The same significance level was used to test A and B (0.05). Test A gave a correlation of 0.340. But, \(P-value\) was greater than the significance level (\(0.104>0.05\)). Therefore, BNProb and StudCplx variables have not correlation (\(H_0\)) taking into account all opinions. Test B showed a correlation of 0.446. This case gave a \(P-value\) lower than the significance level (\(0.049<0.05\)). Hence, BNProb and StudCplx variables have a correlation (\(H_1\)) discarding students’ opinions with low experience.

5.4 Discussion

Different ways to define the final value in the Fibonacci scale are defined. This depends on Scrum master and the development team. However, if a simple average of values is defined, a complexity of 8 is obtained for US 1, 5 for US 2, 5 for US 3 and 8 for US 4, on the Fibonacci scale used.

Two tests were analyzed (A and B). Spearman correlation was not accomplished to test A. But, test B gave positive correlation. We noticed that students’ estimation with low experience influenced to the final result; so, we did the same test without this kind of students obtaining positive results. A weighted to balance the negative result of students with low experience is necessary, modifying the formula 5 could be obtained. Test B showed a correlation of 0.446. The BNProb and StudCplx variables have moderate correlation because the correlation of test B is between 0.4 and 0.6. This gives the possibility to continue working to obtain a better correlation.

Previously, \(project\_value\) was defined as how essential is a US in the project is. The value is obtained as the result of BNProb. The result can be seen in Table 1. Taking into account the same process of the complexity, we obtained a value of \(74\%\) for US 1, \(61\%\) for US 2, \(70\%\) for US 3, and \(79\%\) for US 4. These values indicate that the US 4 has more probability to be essential to the project. Therefore, we need to put special attention to this US.

6 Conclusions

This study presents a proposal to assign complexity and importance to User Stories taking into account a set of variables that consider more details of these factors, using Planning Poker. Instead of taking into account the complexity as a unique value, it was divided into three variables. So, the attention is put on each variable at a time, obtaining more precision in developers’s decision-making. Moreover, taking into account the priority and User Story’s value, more details are considered to estimate a task. This allows advantages such as establishing priority between User Stories in the project.

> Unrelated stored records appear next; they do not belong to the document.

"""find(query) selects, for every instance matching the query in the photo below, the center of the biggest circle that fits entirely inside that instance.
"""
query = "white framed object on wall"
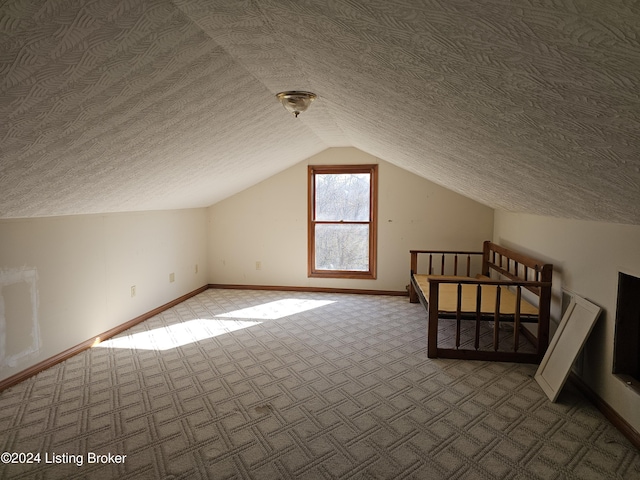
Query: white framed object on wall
(571, 335)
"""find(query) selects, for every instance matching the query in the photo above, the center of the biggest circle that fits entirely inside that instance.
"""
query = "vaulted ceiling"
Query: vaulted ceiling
(121, 105)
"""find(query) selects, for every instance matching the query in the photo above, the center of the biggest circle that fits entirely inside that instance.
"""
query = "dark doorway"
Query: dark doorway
(626, 350)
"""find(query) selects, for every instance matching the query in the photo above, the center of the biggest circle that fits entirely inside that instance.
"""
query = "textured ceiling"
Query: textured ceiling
(109, 106)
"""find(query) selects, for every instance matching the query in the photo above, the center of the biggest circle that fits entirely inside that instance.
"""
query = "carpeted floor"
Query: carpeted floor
(278, 385)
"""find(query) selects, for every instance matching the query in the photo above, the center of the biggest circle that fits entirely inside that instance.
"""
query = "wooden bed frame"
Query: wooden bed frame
(503, 276)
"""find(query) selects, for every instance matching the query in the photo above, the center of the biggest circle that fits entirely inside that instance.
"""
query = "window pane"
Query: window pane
(342, 247)
(342, 197)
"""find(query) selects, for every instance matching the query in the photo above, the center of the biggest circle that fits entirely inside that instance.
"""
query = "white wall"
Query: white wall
(267, 223)
(587, 257)
(64, 280)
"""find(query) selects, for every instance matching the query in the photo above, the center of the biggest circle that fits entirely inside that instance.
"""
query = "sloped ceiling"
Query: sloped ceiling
(109, 106)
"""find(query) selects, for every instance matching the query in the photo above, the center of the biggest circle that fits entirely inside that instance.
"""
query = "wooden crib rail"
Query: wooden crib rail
(496, 317)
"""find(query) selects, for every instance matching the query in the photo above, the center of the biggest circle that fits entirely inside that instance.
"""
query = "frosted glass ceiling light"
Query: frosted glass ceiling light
(296, 102)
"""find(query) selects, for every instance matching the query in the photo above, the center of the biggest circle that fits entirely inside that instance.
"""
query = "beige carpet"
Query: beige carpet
(279, 385)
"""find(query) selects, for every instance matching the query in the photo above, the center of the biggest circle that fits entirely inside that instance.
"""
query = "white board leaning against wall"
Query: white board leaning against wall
(574, 329)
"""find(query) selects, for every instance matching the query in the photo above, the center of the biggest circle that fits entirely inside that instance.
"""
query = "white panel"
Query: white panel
(565, 346)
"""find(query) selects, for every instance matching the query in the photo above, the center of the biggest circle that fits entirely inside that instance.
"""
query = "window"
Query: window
(342, 221)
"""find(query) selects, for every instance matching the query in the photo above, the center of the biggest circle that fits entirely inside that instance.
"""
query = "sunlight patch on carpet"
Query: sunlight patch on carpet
(184, 333)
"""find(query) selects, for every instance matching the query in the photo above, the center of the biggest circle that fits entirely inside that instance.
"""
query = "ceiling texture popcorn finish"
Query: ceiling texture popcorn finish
(110, 106)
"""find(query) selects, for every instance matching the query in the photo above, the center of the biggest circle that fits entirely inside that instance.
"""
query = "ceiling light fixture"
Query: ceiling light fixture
(295, 101)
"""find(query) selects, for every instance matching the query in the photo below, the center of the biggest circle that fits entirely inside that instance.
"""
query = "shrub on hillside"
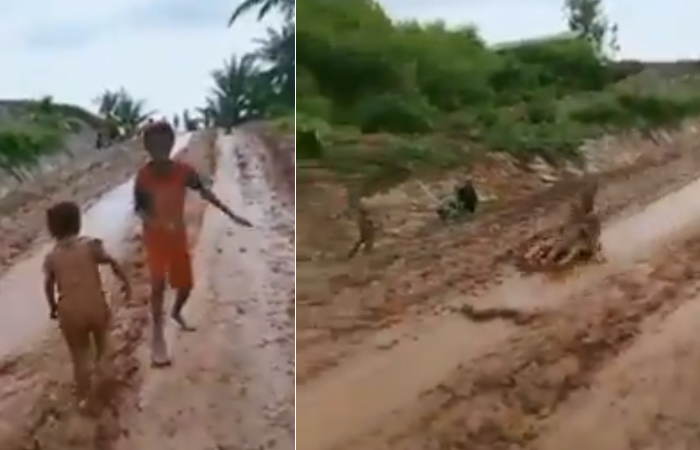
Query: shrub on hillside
(395, 114)
(21, 147)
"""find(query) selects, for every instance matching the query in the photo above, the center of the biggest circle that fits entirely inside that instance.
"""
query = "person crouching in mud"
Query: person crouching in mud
(71, 271)
(159, 200)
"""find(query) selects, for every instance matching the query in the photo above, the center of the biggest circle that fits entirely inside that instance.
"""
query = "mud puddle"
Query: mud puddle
(364, 390)
(23, 311)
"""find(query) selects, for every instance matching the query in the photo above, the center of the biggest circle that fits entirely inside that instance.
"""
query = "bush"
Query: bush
(22, 147)
(395, 114)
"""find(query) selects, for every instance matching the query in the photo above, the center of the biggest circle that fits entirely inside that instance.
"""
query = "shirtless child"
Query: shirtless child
(71, 270)
(159, 200)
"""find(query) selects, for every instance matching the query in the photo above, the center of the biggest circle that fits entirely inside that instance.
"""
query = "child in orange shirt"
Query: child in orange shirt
(71, 270)
(159, 200)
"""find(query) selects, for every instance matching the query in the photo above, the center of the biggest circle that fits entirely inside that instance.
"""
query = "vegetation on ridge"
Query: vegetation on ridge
(388, 98)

A structure of knowledge was developed to represent the knowledge of Scrum teams through a Bayesian Network. The conditional probability tables were built with information of Scrum teams from academy and industry.

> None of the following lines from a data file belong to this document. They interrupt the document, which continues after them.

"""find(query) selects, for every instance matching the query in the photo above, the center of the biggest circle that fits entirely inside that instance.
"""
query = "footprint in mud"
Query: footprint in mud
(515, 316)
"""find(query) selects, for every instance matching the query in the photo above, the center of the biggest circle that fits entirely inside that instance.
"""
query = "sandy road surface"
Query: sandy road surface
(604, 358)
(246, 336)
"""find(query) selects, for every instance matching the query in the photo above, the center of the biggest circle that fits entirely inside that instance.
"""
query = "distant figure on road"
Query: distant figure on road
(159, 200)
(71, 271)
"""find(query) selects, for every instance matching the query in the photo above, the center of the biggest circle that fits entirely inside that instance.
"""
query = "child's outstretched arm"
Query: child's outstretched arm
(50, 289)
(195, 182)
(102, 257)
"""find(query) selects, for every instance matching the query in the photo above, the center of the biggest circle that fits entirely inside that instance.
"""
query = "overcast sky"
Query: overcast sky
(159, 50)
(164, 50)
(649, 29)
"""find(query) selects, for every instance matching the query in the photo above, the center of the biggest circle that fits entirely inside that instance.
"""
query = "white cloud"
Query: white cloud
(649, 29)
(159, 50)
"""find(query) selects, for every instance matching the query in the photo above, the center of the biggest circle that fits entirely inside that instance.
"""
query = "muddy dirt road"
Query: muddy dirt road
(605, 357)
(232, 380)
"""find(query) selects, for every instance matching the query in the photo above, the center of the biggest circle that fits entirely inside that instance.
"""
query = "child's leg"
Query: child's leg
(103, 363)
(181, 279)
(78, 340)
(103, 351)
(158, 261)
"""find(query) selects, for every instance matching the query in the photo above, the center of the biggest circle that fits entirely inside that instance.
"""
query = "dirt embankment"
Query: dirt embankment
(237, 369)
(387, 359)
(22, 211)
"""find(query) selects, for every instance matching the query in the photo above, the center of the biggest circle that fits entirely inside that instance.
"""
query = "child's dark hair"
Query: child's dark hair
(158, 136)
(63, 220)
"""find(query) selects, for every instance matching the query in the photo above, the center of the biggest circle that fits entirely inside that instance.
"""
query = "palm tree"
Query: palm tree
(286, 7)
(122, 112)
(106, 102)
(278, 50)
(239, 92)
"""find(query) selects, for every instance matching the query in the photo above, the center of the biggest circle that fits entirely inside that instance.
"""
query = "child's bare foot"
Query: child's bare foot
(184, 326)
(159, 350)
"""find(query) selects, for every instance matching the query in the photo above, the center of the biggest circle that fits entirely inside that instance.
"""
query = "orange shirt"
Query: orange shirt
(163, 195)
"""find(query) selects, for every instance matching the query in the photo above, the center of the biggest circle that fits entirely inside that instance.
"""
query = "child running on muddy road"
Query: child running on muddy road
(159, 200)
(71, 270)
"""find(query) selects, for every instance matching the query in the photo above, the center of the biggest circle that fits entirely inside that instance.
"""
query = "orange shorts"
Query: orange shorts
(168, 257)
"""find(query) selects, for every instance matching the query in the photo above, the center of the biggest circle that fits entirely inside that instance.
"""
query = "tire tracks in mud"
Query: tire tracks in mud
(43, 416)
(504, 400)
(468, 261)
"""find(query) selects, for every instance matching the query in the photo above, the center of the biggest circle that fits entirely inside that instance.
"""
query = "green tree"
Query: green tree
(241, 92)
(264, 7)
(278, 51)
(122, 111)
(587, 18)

Applying our proposed model, the Bayesian Network results show an approximate value to the students’ estimation. Using the Spearman test, a correlation value of 0.446 was obtained. The best result was obtained when students with low experience are not considered because their estimation are imprecise. This allows to see that considering each variable itself at a time, a more accurate estimation can be performed.

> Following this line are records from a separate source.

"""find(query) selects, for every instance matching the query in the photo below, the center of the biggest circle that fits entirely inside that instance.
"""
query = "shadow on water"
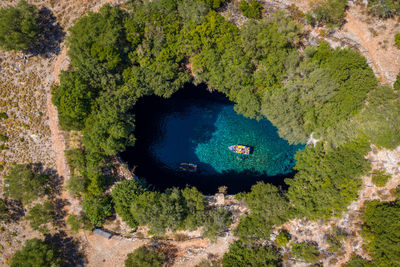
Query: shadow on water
(159, 164)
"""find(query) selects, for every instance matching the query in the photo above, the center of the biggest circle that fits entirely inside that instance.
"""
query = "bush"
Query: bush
(24, 184)
(40, 215)
(241, 254)
(384, 8)
(327, 181)
(18, 26)
(3, 115)
(123, 195)
(76, 223)
(380, 178)
(397, 40)
(268, 207)
(36, 252)
(145, 257)
(305, 251)
(357, 261)
(282, 239)
(251, 9)
(330, 12)
(77, 185)
(381, 232)
(97, 208)
(3, 138)
(4, 212)
(216, 222)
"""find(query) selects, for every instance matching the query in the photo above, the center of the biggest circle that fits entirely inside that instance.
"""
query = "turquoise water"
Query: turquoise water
(201, 134)
(195, 126)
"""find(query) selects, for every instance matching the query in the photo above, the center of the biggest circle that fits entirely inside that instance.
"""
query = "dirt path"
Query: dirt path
(57, 135)
(377, 40)
(304, 230)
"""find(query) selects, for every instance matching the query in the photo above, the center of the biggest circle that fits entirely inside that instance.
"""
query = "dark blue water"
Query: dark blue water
(196, 126)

Three main aspects must be worked as a future work: First, Modifying the interpolation formula (Eq. 5) to obtain better accuracy when newbie developers with low experience gives an estimation. Second, Building a Bayesian Network using expert knowledge. Finally, when the accuracy will be improved, we are considering developing a mobile application to automate the estimation process of tasks using Planning Poker.